İnsan hayatında da, toplumların tarihinde de bazı şeyler gömülmesi gerektiği hâlde gömülmez. Çünkü yüzleşmek zordur. Özür dilemek, vedalaşmak, kabullenmek... Tüm bunlar "zayıflık" gibi algılanır çoğu zaman. Oysa tam tersi: asıl güç, toprağı kazıp hak ettiği mezarı açabilmektir. Ruhlara değil, vicdanlara huzur gerek.

Bir mektup gönderilmeden saklanır; bir baba, oğluna sarılmadan ölür; bir toplum, katliamla yüzleşmeden yeni anayasa yapar. Oysa geçmiş, halının altına süpürülerek değil; gözünün içine bakılarak susturulur. Bakmadığınız her gerçek, bir gün başka bir yüzle karşınıza çıkar. Sizi tanır. Siz onu tanımazsınız ama o hep oradadır.

Geçmiş gömülmediğinde;
Bir ülkenin faili meçhulleri, yıllar sonra sokak isimlerinde yankılanır.
Bir mahallenin bastırılmış acısı, bir çocuğun öfkesine dönüşür.
Bir ailenin konuşmadığı travma, üç nesil sonra bile sofralarda sessizliğe sebep olur.

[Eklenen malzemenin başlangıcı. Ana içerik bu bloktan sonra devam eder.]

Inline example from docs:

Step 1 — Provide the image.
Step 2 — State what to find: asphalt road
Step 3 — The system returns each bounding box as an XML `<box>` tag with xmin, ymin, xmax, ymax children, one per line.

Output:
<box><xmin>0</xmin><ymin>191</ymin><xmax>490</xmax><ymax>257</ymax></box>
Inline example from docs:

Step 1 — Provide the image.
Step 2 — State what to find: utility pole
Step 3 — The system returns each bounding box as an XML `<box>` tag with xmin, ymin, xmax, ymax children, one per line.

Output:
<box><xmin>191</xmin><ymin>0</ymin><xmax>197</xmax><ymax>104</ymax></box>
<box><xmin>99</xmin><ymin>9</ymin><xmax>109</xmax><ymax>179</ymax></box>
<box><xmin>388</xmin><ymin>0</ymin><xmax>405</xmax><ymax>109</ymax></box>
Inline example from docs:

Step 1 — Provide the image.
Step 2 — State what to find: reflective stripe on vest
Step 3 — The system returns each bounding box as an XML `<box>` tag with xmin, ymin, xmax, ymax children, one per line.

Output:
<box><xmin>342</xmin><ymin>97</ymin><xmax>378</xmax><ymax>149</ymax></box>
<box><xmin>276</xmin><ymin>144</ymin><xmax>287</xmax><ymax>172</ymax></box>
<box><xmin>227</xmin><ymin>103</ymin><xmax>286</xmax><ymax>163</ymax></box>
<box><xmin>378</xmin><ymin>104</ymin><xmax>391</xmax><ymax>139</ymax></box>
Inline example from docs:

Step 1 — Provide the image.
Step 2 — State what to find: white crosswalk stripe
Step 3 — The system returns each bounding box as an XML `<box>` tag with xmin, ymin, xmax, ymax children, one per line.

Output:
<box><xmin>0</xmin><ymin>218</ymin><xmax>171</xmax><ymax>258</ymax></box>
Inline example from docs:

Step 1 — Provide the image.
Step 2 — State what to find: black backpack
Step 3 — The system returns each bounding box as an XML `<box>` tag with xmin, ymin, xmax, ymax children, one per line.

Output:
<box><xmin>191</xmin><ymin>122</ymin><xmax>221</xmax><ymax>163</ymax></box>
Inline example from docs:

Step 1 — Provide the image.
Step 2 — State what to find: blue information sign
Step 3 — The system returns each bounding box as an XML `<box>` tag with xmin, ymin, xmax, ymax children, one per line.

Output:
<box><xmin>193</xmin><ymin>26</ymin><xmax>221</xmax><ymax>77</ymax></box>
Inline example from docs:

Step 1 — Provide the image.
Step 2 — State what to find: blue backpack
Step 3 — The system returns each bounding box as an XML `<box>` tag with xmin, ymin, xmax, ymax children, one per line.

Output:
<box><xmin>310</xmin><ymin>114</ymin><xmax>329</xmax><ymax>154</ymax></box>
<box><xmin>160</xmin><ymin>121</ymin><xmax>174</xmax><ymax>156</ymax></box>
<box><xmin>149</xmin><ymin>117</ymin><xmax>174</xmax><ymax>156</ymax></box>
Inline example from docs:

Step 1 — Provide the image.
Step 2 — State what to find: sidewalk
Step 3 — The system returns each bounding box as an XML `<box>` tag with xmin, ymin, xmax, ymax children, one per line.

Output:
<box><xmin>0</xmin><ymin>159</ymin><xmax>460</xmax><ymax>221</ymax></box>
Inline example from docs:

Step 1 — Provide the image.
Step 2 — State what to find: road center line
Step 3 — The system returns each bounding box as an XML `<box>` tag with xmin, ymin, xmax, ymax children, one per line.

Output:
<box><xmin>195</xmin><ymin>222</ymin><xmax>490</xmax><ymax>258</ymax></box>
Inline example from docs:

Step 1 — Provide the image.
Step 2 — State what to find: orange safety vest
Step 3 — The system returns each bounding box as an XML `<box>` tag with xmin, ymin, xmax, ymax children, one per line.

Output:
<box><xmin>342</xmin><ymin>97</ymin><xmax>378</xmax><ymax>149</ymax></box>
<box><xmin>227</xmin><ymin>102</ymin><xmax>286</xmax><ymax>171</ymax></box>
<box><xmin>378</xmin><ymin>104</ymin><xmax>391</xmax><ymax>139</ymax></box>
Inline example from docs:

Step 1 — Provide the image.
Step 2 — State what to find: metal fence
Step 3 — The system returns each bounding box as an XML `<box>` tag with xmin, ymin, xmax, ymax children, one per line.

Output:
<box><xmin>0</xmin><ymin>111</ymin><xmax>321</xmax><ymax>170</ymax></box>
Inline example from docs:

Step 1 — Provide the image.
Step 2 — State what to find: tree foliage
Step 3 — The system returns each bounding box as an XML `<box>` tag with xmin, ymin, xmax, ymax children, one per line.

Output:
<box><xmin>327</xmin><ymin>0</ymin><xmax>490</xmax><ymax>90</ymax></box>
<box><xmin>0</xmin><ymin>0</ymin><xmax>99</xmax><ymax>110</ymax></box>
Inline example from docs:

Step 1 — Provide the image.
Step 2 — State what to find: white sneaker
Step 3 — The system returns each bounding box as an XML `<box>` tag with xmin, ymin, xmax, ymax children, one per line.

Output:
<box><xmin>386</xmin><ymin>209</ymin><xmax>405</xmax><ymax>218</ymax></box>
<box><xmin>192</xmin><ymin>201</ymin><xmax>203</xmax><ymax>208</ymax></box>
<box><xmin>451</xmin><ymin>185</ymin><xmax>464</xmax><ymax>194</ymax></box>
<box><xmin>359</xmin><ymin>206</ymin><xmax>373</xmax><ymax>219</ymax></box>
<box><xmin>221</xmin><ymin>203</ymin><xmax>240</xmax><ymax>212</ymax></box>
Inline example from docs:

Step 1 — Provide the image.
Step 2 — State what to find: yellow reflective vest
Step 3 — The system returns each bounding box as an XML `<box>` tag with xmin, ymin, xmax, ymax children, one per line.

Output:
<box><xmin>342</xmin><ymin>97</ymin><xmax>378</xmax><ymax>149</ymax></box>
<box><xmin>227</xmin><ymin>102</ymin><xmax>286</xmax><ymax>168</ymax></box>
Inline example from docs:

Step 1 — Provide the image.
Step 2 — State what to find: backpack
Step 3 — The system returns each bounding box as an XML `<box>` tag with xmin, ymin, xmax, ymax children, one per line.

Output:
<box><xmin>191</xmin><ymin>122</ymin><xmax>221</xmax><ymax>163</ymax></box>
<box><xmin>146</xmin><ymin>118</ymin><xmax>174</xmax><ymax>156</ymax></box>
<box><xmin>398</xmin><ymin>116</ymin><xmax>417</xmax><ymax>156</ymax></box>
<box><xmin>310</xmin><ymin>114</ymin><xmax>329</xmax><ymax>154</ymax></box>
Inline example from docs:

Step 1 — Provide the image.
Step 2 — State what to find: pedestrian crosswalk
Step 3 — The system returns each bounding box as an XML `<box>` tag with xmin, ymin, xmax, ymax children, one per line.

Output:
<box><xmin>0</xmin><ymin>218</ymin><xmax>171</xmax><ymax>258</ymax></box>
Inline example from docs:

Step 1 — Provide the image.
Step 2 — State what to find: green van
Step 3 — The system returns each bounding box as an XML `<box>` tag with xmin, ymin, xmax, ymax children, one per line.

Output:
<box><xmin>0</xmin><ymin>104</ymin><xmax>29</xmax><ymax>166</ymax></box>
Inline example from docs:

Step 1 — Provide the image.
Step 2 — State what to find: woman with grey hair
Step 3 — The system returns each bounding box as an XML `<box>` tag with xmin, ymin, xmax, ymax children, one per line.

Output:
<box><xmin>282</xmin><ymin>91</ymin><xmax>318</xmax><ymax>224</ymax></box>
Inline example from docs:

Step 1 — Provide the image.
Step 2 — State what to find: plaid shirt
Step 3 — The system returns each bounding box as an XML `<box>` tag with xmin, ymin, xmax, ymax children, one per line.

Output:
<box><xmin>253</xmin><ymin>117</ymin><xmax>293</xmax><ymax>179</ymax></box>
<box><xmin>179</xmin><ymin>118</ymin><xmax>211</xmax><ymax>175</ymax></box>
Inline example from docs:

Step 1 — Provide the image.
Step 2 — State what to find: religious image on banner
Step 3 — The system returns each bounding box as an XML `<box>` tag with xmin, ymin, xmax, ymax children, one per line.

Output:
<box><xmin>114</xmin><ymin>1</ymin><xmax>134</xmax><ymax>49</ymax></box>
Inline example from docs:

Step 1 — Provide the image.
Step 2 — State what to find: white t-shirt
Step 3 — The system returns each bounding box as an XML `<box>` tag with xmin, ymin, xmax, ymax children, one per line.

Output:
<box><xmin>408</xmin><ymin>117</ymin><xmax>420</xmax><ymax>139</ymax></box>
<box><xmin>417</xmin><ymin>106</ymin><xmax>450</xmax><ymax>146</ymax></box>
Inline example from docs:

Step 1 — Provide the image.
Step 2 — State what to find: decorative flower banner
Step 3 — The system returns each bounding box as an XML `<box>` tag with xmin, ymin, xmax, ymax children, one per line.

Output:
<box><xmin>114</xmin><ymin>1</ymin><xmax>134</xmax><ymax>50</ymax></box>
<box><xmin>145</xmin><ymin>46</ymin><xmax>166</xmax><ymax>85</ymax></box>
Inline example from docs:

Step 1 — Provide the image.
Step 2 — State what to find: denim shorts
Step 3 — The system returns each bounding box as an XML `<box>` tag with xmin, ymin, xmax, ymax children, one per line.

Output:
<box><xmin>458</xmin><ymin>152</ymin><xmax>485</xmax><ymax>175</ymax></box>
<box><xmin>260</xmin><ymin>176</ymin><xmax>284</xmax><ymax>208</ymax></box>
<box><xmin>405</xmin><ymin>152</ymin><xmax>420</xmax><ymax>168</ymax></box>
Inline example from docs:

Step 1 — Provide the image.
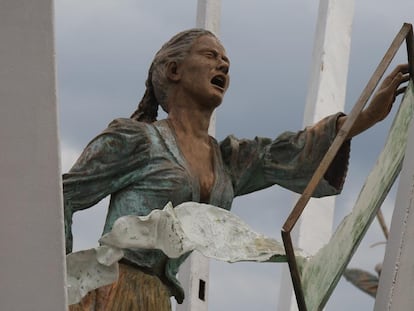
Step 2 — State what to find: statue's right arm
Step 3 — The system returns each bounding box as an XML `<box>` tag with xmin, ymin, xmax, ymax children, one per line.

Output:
<box><xmin>63</xmin><ymin>119</ymin><xmax>149</xmax><ymax>252</ymax></box>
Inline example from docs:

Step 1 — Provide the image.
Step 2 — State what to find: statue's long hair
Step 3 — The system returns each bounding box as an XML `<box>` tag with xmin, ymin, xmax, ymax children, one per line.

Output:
<box><xmin>131</xmin><ymin>28</ymin><xmax>215</xmax><ymax>123</ymax></box>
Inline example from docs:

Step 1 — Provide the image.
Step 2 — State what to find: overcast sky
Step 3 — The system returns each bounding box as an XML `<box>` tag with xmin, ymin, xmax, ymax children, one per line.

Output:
<box><xmin>55</xmin><ymin>0</ymin><xmax>414</xmax><ymax>311</ymax></box>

Sözüm ona kapanmış dosyalar vardır — hem kalplerde hem arşivlerde. Ama hiçbir şey gerçekten kapanmamıştır. Sadece kapatılmıştır. Kapatılan her dosya bir gün açılır. Kimi zaman bir arşivde, kimi zaman bir rüyada, kimi zaman bir çocuğun gözlerinde...

Politikacılar bilir bunu aslında. Ama zaman kazandıran unutmayı, kalıcı çözüme tercih ederler. Çünkü çözüm cesaret ister.
Ve duygusal anlamda da durum farksız:
Gidene ağlamazsan, özlemin birikir.
Affetmezsen, öfken seni yutar.
Anmazsan, anılar seni unutur.

O yüzden diyorum ki, ne yapacaksak usulünce yapalım.
Helalleşiyorsak, gerçekten helalleşelim.
Toprağa veriyorsak, hakkıyla verelim.
Konuşuyorsak, lafı dolandırmadan konuşalım.

Çünkü biz gömmezsek, onlar hortlar.
Biz vedalaşmazsak, onlar dönüp tekrar çalar kapımızı.
Ve bu sefer anlatmak değil, hesap sormak için gelirler.